The Diff operation can be used to compare two data sets. One data set is the comparison source (reference / e.g. an older data set), the other data set is the main source (the current/new data). The following data records are made available on four outputs:
- Unchanged: Data for which no change has been detected.
- Changed: Data that is present in both data sets but has been changed.
- Added: Data that was not yet present in the reference data set.
- Deleted: Data that was present in the reference data set and is now missing
Please note: The two data sets used must contain the same columns/attributes.
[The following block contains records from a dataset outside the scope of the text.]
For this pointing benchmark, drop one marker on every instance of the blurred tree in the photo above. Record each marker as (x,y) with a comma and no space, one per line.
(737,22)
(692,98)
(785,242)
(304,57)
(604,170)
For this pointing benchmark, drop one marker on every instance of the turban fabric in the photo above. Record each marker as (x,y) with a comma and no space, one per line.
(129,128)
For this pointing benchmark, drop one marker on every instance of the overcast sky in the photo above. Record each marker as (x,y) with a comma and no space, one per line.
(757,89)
For better understanding an example:
The reference table (older data set): Download CSV
| product_id | name | color | price |
|---|---|---|---|
| 1 | Chair | Red | 50 |
| 2 | Table | Blue | 120 |
| 3 | Lamp | White | 30 |
| 4 | Shelf | Black | 80 |
The source table (current/new data): Download CSV
| product_id | name | color | price |
|---|---|---|---|
| 1 | Chair | Red | 50 |
| 2 | Table | Blue | 150 |
| 3 | Lamp | Green | 35 |
| 5 | Sofa | Gray | 200 |
The key attribute is product_id. After executing the Diff with “Detect deleted values” enabled, the four outputs contain the following:
Unchanged — records where all values are identical in both data sets:
| product_id | name | color | price |
|---|---|---|---|
| 1 | Chair | Red | 50 |
Changed — records present in both data sets but with at least one changed value:
| product_id | name | color | price |
|---|---|---|---|
| 2 | Table | Blue | 150 |
| 3 | Lamp | Green | 35 |
Product 2 changed in price (120 → 150), product 3 changed in color (White → Green) and price (30 → 35).
Added — records in the source that do not exist in the reference:
| product_id | name | color | price |
|---|---|---|---|
| 5 | Sofa | Gray | 200 |
Deleted — records in the reference that are no longer present in the source:
| product_id | name | color | price |
|---|---|---|---|
| 4 | Shelf | Black | 80 |
The configuration:

- assign a name for the diff
- the key attribute/key column must be present in both data sets and the values must be unique
- the deleted values are not determined by default and no data appears on the output. The output is activated with this switch.